Methods—Halothane-anesthetized male Wistar rats were subjected to 2 hours of MCA occlusion by the intraluminal occlusion technique. Physiological variables were controlled, and ipsilateral cortical perfusion was monitored by laser Doppler flowmetry throughout ischemia. At onset of reperfusion, rats received intravenous LTG 5, 10, or 20 mg/kg or PBS (n=9 to 11 per group) during 15 minutes. Behavioral assessment was completed at 3 and 7 days after stroke, and the brain was harvested for histology (triphenyltetrazolium chloride staining).

Results—Values are mean±SE. Cortical infarction volumes were unchanged in LTG-treated animals: 14±6% of contralateral cortex at 5 mg/kg LTG, 17±7% at 10 mg/kg, and 30±6% at 20 mg/kg, versus saline-treated cohorts (12±3%; P=0.19; n=9).

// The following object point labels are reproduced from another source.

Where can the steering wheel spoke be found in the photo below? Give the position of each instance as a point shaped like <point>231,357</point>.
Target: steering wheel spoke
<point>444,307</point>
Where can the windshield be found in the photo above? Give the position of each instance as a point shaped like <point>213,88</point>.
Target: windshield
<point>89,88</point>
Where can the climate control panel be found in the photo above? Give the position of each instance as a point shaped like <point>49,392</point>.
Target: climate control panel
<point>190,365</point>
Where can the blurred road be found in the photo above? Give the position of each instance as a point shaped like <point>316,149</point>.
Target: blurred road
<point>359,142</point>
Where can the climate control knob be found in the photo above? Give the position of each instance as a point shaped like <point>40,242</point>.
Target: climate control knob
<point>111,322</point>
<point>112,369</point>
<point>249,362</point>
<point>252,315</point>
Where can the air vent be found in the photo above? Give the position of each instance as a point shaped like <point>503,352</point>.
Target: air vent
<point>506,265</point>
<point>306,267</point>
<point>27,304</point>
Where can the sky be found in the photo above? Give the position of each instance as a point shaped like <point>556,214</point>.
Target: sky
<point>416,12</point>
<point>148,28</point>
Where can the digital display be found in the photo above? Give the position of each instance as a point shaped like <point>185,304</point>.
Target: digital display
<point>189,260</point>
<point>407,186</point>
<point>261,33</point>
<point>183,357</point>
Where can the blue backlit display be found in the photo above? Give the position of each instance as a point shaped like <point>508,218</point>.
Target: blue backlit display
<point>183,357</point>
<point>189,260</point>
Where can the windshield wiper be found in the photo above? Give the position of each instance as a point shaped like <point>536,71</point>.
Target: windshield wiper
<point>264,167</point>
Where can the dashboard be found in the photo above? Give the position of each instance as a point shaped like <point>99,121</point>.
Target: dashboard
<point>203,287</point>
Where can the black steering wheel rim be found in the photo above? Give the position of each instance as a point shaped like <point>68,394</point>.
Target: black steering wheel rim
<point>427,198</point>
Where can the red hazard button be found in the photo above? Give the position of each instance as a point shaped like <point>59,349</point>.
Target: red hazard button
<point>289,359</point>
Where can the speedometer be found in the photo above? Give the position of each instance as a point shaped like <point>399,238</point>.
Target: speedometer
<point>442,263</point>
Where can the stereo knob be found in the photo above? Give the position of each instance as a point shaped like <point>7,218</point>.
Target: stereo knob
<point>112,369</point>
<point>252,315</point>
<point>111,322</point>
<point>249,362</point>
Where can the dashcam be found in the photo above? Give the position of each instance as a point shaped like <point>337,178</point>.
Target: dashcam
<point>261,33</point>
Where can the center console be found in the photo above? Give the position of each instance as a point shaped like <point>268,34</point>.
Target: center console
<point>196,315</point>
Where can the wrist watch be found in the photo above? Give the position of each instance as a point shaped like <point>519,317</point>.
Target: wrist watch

Caudate-putamen infarction injury was also unchanged (37±11% of contralateral caudate-putamen at 5 mg/kg LTG, 44±8% at 10 mg/kg, and 65±9% at 20 mg/kg versus saline (38±11%; P=0.18). Total infarction was not different among groups (P=0.15). Consistent with histology, behavioral outcomes were unimproved by treatment.

Conclusions—Histological damage and behavioral recovery at 7 days after MCA occlusion was not altered by LTG treatment over the dosage range used in the present study.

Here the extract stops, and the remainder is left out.